My understanding of officiating for all of the years that I have watched and played hockey is that if a referee does not see the infraction, then he is not to call what he believes was an infraction.
However, during the Ottawa/Tampa game - with Ottawa desperate for two points to solidify a playoff spot, the Ottawa player (Peter Regin) won a draw, sliding the hand right to the bottom of the stick. At no time did his hand leave the stick and cover the puck, and more important, the stick actually played the puck.
Yet, the referee called a penalty on Ottawa for covering the puck with his hand, putting Ottawa down two men for a full two minutes. This call was made despite obviously not seeing the infraction. As an official, it's easy to apologize to a coach or player saying "Sorry, I never saw the infraction." However, it's much harder to apologize explaining, "I thought I saw an infraction."
First question, do you agree that this call was incorrect, and second - if it is the case that an official should not make a call that he does not clearly observe, what course of action us usually taken to further train game officials to make sure this type of error does not happen in the future?
Glenn K. Doody
It is obvious from the replay that Peter Regin never touched the puck with his hand and the wrong call was made by the Referee.
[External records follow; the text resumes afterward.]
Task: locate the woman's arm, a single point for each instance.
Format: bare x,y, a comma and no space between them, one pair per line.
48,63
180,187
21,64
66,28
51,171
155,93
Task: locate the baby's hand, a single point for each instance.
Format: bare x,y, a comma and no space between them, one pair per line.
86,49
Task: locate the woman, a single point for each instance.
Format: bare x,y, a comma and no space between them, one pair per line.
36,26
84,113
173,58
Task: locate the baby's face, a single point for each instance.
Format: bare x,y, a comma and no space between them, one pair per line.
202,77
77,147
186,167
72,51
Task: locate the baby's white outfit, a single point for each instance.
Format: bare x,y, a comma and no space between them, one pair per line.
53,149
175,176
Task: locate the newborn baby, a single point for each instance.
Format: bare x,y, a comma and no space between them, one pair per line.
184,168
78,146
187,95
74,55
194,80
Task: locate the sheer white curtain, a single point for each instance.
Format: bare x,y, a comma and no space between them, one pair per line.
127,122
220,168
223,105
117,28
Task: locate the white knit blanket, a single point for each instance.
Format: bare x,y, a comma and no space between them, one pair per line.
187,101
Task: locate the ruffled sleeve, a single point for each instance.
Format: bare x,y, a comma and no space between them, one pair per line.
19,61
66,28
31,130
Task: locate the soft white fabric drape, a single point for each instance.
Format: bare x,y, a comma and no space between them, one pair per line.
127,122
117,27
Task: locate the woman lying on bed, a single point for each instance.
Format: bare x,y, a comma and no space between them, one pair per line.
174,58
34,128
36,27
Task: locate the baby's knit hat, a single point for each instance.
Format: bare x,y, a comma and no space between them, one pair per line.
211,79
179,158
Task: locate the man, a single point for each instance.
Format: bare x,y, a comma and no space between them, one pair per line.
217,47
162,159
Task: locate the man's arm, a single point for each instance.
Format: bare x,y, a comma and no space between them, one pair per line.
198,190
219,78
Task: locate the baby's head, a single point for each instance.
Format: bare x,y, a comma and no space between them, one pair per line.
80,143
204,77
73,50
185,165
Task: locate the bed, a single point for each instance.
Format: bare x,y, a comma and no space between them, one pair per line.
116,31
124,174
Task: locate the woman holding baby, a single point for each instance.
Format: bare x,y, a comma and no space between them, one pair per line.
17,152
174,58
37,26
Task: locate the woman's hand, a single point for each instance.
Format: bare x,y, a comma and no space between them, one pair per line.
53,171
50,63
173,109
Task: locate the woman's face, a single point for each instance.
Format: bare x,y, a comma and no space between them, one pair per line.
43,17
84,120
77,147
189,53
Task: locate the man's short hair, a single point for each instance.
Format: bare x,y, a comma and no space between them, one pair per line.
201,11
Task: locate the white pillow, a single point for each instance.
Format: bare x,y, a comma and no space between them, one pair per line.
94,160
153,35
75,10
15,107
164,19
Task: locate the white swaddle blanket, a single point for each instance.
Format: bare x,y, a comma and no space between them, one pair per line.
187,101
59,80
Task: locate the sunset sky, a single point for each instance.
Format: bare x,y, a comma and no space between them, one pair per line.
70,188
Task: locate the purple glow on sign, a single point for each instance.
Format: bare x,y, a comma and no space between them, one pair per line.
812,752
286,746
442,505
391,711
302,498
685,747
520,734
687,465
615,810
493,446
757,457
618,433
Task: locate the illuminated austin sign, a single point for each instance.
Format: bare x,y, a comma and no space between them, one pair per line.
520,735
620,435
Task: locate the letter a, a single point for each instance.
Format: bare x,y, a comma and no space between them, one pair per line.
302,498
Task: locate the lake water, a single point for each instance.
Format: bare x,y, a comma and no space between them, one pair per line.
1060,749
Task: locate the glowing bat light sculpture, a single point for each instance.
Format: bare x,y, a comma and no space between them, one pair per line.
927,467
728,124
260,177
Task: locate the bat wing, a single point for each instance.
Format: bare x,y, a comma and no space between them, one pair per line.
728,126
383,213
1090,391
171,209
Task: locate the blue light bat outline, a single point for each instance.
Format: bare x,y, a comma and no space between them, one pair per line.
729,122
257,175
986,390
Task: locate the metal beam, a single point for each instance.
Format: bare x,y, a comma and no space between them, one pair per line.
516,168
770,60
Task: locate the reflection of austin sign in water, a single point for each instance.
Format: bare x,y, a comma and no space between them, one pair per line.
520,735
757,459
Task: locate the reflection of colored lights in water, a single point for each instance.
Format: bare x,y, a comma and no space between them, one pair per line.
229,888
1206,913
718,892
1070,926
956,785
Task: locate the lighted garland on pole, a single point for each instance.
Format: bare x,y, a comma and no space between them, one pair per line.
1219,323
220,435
You're observation that Regin's hand was well down the shaft of his stick, just above the blade gave the Referee a visual from his vantage point, on the opposite side along the goal line, that it was Regin's hand and not the stick blade that contacted the puck. The Referee didn't guess—it is what he saw; or should I say was sure that he saw! This visual impairment resulted in faulty judgment.
Glenn, moving forward I am going to present a suggestion on your behalf that I hope will be considered as a training exercise for the NHL Officials. Whenever a puck is shot over the glass by a defending player from within this defending zone the Officials usually gather for a consultation to make sure the puck was not deflected and an accurate call is made.
The same consultation should take place when a team is about to be penalized for a faceoff violation; especially one that results in a second penalty! The closest Official to a play of this nature is the Linesman that conducts the faceoff. He should always remain focused on the actions of the two centers after dropping the puck to best determine if a hand was used to win the draw. He is generally standing right over top of the two centers and looking down on the action.
We have seen that this method is not always fool proof when earlier in the season a puck that bounced upward from the Linesman's 'faulty' drop deflected off a center man's glove and was deemed to have been batted/played with a hand. This resulted in an incorrect face-off violation being assessed by that Linesman. That play, along with Peter Regin's clean face-off win further verifies the need for a quick consultation by the Officials to provide input from all angles and reduce the risk of making an incorrect call.
I hope your training exercise is adopted Glenn.